Les autoanticorps caractéristiques du SALP, appelé aPL, sont des anticorps dirigés contre la cardiolipine (notée CL, un phospholipide anionique used in the tests de dépistage du SALP), la bêta-2-glycoprotéine 1 (notée also aB2GPI, cofacteur des aPL), la phosphatidylsérine / prothrombine (notée PS / PT, le premier est un phospholipide constituant des membranes plasmiques et le second, un des facteurs de coagulation). La présence persistante d’anticorps anticardiolipine et anti-aB2GPI permet de poser le diagnostique du SALP.

Les scientifiques ont recherché huit types différents d’aPL dans le sérum de 172 patients hospitalisés avec la Covid-19. Parmi cette cohorte, 89 patients ont bel et bien des aPL dans le sérum, soit 52% de l’effectif. Les tests ont mis en évidence la nature des autoanticorps les plus fréquents:

  • 24% sont des auto-IgG anti-PS / PT;
  • 23% sont des auto-IgM anti-CL;
  • 18% sont des auto-IgM anti-PS / PT.

Pour un tiers des 89 sérums testés, les titres sont hauts avec au moins l’un des anticorps listés ci-dessus. La présence de ces autoanticorps déclenche un mécanisme favorisant les thromboses, la création de NET (acronyme de Neutrophile extracellulaire Pièges) par des neutrophiles suractifs.

Un mécanisme favorisant la thrombose

Pour aller à l’essentiel, les NET sont des filets composés d ‘ADN et de protéines destinées à capturer les pathogènes. Ils constituant un des moyens de défense des neutrophiles, des globules blancs qui sont les premiers soldats de l ‘immunité innée. Si cette tactique est efficace pour lutter contre les pathogènes, elle peut aussi se révéler délétère.

La responsabilité des NET dans des pathologies thrombotiques a déjà été mise en évidence. Par exemple, ces filaments sont l’un des constituants des caillots sanguins responsables de thrombose veineuse profonde. En effet, travaillé dans la circulation sanguine, ils peuvent capturer les globules rouges et les facteurs de coagulation qui favorisent la formation de caillots.

Il semble que ce phénomène participe aussi à la formation de caillots chez les patients atteints de Covid pour des aPL ont été identifiés. En effet, injectés à des souris, les autoanticorps des patients Covid ont favorisé la formation et augmenté la taille des caillots après 24 heures.

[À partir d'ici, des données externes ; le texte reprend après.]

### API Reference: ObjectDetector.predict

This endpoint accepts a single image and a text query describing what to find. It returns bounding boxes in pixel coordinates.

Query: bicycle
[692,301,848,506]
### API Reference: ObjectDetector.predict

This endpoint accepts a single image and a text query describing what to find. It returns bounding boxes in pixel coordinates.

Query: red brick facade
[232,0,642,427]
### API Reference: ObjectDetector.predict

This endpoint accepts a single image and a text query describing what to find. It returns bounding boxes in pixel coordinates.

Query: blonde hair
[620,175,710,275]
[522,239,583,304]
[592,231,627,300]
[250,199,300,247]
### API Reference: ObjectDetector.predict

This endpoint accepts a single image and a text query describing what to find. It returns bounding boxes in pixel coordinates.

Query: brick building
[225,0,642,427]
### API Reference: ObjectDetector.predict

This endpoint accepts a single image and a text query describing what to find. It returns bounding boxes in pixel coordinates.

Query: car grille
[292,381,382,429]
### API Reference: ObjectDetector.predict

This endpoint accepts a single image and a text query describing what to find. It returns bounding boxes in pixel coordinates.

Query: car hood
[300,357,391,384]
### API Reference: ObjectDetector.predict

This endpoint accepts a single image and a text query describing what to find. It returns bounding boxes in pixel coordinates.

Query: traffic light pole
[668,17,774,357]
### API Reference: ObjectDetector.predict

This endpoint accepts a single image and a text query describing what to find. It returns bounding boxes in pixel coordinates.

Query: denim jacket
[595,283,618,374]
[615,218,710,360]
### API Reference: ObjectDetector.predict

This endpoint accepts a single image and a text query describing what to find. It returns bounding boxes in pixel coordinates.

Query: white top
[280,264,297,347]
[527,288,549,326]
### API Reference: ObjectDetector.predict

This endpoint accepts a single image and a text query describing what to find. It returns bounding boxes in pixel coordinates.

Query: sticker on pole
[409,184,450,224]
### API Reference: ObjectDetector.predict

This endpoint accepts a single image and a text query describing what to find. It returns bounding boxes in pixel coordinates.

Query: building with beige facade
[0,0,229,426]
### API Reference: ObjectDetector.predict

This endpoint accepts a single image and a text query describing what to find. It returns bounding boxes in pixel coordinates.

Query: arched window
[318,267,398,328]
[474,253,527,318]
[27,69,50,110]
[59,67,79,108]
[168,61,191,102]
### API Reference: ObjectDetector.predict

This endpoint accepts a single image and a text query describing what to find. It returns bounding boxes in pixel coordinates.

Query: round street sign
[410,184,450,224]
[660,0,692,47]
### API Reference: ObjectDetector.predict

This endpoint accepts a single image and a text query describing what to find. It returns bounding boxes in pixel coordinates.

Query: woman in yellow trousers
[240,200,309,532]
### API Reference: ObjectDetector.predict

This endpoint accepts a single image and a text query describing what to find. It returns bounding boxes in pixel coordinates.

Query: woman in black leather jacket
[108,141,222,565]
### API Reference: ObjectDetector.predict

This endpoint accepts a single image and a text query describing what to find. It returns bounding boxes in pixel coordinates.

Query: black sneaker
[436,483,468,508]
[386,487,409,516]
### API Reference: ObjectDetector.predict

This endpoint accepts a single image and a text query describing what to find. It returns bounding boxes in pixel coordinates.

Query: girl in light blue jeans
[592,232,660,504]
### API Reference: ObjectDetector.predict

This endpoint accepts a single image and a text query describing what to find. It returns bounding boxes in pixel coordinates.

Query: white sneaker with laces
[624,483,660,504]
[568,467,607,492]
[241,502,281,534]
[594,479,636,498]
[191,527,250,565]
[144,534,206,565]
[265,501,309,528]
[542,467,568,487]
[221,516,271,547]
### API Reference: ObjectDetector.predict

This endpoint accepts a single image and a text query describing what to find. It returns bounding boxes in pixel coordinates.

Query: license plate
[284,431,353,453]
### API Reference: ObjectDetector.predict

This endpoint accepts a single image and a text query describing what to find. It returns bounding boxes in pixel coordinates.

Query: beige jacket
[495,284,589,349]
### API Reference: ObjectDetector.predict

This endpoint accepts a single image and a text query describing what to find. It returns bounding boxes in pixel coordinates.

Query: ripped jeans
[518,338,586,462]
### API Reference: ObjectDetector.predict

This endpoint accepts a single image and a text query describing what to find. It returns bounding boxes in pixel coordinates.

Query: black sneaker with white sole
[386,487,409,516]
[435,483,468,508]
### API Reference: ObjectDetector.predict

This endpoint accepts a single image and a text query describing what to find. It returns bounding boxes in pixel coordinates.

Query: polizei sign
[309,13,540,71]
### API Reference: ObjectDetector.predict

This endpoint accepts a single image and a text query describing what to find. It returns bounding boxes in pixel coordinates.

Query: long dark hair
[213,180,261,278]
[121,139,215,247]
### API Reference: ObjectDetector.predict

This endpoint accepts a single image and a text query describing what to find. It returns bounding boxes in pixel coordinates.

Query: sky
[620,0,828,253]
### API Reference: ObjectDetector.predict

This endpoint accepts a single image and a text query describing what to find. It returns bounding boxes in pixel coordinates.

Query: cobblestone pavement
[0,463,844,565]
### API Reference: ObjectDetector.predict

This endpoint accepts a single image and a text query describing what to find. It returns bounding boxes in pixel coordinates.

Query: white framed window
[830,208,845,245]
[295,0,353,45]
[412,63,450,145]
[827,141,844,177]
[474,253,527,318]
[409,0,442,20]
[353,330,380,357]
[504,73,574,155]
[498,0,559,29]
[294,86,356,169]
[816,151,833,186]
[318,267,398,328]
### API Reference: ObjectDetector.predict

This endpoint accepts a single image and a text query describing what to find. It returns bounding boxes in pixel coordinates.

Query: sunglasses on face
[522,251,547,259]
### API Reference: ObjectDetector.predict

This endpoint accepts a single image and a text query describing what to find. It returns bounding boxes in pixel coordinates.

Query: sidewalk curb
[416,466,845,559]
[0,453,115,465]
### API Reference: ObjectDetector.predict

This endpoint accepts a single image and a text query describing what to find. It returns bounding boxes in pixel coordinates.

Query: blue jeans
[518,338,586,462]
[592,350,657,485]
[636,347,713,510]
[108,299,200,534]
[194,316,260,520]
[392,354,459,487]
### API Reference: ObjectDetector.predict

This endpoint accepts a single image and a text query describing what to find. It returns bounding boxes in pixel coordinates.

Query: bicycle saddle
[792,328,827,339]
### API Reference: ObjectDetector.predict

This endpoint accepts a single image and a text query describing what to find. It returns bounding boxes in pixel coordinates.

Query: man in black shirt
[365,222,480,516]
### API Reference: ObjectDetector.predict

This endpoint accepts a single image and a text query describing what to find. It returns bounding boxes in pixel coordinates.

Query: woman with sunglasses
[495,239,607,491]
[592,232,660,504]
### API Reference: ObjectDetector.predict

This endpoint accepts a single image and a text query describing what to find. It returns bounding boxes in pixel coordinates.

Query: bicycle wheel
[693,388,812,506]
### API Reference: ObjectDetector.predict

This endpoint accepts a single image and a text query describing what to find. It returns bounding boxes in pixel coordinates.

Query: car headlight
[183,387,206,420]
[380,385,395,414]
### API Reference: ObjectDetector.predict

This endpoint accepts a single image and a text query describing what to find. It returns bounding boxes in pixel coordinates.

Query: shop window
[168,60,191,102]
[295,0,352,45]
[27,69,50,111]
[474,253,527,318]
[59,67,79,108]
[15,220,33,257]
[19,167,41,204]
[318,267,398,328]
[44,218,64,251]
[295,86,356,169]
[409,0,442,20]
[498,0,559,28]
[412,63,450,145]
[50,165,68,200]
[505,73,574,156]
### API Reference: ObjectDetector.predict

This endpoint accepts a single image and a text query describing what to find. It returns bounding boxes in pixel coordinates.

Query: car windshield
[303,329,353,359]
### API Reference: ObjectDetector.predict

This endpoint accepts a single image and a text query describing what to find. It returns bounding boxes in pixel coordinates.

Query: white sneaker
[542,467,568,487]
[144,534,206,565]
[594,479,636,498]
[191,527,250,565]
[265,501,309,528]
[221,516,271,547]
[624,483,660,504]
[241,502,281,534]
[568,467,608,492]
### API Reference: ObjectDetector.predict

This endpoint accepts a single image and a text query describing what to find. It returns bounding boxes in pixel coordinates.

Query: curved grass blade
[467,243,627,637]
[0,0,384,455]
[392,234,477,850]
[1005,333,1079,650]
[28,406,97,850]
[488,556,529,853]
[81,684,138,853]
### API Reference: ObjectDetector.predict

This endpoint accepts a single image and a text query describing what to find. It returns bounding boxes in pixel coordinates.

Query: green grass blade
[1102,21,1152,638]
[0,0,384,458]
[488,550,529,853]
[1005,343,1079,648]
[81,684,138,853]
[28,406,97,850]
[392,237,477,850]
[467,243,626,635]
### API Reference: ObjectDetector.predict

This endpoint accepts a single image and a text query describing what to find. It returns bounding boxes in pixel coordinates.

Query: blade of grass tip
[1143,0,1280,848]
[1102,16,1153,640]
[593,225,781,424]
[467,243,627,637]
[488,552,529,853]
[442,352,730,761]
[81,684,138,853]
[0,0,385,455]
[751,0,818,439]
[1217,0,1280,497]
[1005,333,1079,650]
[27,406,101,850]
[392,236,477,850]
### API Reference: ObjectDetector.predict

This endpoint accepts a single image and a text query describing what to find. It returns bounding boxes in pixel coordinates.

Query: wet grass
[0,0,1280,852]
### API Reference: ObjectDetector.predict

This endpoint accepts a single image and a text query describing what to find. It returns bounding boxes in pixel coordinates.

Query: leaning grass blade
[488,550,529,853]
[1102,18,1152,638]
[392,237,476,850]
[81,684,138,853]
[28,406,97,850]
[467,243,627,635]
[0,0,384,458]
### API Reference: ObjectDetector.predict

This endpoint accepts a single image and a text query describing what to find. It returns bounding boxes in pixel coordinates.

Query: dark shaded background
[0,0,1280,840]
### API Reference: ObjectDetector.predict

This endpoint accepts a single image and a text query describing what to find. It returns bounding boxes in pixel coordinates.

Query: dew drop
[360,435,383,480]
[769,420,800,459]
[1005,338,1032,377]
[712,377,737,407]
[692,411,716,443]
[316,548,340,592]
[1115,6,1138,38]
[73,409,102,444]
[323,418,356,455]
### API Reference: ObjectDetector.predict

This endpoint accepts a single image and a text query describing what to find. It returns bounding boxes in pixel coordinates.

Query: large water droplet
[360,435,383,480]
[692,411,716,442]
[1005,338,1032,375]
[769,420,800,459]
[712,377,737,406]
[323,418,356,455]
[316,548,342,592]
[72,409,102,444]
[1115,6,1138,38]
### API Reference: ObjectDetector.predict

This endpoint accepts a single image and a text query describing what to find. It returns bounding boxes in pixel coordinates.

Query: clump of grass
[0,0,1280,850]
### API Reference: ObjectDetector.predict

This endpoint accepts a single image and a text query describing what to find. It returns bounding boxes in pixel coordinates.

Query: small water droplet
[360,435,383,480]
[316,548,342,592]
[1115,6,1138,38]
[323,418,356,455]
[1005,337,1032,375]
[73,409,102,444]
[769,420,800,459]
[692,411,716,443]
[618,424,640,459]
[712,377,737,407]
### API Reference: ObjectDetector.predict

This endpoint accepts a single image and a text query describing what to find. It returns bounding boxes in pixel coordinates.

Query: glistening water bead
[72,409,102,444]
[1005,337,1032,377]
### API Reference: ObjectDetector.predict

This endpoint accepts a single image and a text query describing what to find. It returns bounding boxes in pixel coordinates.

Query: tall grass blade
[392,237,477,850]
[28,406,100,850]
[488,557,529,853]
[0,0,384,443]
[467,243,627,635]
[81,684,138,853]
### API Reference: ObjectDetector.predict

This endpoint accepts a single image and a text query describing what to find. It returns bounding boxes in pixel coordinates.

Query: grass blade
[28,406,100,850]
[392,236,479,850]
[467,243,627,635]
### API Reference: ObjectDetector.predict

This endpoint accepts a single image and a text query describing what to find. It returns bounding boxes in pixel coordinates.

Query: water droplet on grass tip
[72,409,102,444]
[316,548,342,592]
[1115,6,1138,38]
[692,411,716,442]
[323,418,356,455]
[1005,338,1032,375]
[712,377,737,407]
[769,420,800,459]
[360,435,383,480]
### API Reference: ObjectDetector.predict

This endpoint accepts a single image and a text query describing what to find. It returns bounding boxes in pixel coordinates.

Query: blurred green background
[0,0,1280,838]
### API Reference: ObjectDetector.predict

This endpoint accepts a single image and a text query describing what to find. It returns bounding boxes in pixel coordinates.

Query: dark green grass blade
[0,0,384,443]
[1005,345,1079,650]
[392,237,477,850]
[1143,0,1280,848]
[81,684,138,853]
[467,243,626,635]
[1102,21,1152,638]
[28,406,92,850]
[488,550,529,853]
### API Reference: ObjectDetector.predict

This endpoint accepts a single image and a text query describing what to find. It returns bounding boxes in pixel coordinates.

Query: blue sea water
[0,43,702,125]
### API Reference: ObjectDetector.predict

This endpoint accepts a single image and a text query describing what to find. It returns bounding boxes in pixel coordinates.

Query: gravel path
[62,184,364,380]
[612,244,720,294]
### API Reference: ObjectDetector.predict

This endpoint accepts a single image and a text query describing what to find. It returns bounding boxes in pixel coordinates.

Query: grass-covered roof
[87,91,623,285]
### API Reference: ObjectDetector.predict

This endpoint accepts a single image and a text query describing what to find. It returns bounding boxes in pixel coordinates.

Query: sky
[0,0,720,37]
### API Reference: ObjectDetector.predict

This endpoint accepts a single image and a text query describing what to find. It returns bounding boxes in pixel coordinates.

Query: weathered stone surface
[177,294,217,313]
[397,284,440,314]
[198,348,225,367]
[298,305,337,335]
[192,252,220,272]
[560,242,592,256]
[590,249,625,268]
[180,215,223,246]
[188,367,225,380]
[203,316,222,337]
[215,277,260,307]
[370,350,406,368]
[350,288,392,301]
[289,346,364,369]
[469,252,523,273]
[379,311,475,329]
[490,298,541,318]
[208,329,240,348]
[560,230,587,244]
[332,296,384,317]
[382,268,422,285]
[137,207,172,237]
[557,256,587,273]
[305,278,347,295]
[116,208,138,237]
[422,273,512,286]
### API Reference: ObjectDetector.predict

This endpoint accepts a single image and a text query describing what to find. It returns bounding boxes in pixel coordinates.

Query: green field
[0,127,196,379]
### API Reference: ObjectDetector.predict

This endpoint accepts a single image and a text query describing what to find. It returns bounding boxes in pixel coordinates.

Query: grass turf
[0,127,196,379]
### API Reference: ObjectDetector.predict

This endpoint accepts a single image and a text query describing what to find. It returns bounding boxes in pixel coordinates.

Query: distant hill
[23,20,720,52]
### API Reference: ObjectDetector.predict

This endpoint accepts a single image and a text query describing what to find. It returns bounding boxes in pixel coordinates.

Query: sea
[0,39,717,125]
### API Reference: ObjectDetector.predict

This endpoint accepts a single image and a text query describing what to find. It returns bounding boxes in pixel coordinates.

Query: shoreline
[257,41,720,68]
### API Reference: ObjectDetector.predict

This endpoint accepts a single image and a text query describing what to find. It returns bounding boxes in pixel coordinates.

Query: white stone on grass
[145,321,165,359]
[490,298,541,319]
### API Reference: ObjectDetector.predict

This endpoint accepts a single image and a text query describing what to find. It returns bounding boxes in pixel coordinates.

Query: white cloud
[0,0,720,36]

Rassemblé, ce faisceau d’indices explique en partie l’apparence des caillots de sang chez les patients Covid. D’autres facteurs, qui ne sont pas discutés ici, ont probablement un rôle à jouer dans cette bataille, comme la génétique, l’état du système immunitaire du patient pour ne citer que ceux-là.

Cette étude apporte aussi des connaissances précieuses sur le traitement adéquat pour les patients Covid ayant des problèmes thromboemboliques. Actuellement ils sont traités avec des médicaments anticoagulants, mais pour les personnes possédant des aPL, la plasmaphérèse pourrait s’avérer aussi bénéfique.